Thanks for illustrating clearly this point of view.
Nevertheless: are we digitalizing works or are we digitalizing books? It's different.
Apart from theory of difference between a work and a book, there's too some practical consequence. If nsPage is central as it is in my opinion, then any data, both regarding author's words and anything other useful to use them, to quote them, and to assemble them with illustrations, references, logical structure of chapters and so on, should be contained into nsPage, while presently such data are splitted into many different containers (nsIndex, nsPage, ns0 and their infoboxes). I vaguely feel, that there's something to fix in this apporach; and when I recently discovered TEI, and I went a little deeper into OCR text representation as it is, i.e., into abbyy.xml files, my feel became stronger.
In brief, my proposal is: can we consider the possibility to bring into nsPage any structural/logic data needed to build any possible non-paged representation of a work?
Alex
2013/8/26 billinghurst billinghurst@gmail.com
On Sun, 25 Aug 2013 07:46:22 +0200, Alex Brollo alex.brollo@gmail.com wrote:
Into a recent talk at en.source Scriptorium, it has been told that
nsPage
can be viewed merely as a proofreading tool, the ns0 transclusion/text being the real core of source content.
I have a different opinion, since I see nsPage code as the real core of source content, ns0 being merely a derived content, that could be
obtained
with complete automation with a set of data wrapped into a Lua/Scribunto set of structural data (wrapping any needed data for header template and for pages tag), so that any ns0 page/subpage could be obtained with a template {{Derive|index base page name}}.
Giving to nsPage such a core content role, it will be much simpler to
wrap
into it TEI data, and any POV related to different styles of chapter/sections structure/naming could be avoided; html rendering will
be
unchanged, so saving IMHO conversion in ePub.
What do you think about?
Alex brollo
I am fairly certain that 95% of our transcribers would have little or no concept about which you are talking, and I am not certain that I do either.
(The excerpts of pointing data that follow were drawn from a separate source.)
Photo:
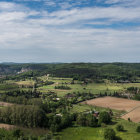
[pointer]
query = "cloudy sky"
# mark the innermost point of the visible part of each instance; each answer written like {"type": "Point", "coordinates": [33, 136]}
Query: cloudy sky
{"type": "Point", "coordinates": [69, 30]}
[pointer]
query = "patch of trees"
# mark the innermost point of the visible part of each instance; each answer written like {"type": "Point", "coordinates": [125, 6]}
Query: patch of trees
{"type": "Point", "coordinates": [21, 97]}
{"type": "Point", "coordinates": [8, 87]}
{"type": "Point", "coordinates": [88, 119]}
{"type": "Point", "coordinates": [17, 134]}
{"type": "Point", "coordinates": [29, 116]}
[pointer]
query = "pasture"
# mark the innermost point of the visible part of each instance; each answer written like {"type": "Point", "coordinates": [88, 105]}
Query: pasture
{"type": "Point", "coordinates": [78, 86]}
{"type": "Point", "coordinates": [131, 106]}
{"type": "Point", "coordinates": [89, 133]}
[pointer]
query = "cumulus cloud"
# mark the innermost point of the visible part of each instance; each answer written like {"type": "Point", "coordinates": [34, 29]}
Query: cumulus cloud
{"type": "Point", "coordinates": [62, 35]}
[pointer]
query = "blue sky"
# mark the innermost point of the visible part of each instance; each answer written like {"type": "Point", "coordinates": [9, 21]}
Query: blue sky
{"type": "Point", "coordinates": [69, 30]}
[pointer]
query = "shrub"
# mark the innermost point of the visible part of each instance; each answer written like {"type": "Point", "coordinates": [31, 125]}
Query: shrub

Once we get out of the scope of the obvious, further suggestions start to be difficult.
The concept that we utilise at enWS is that
- Page: ns is a working, non-presentation area. It is a means for
formatting text for transclusion to the main ns (for straight transcription) and for translation (for WS sourced translations).
- Main ns is the presentation layer of the work produced by the author.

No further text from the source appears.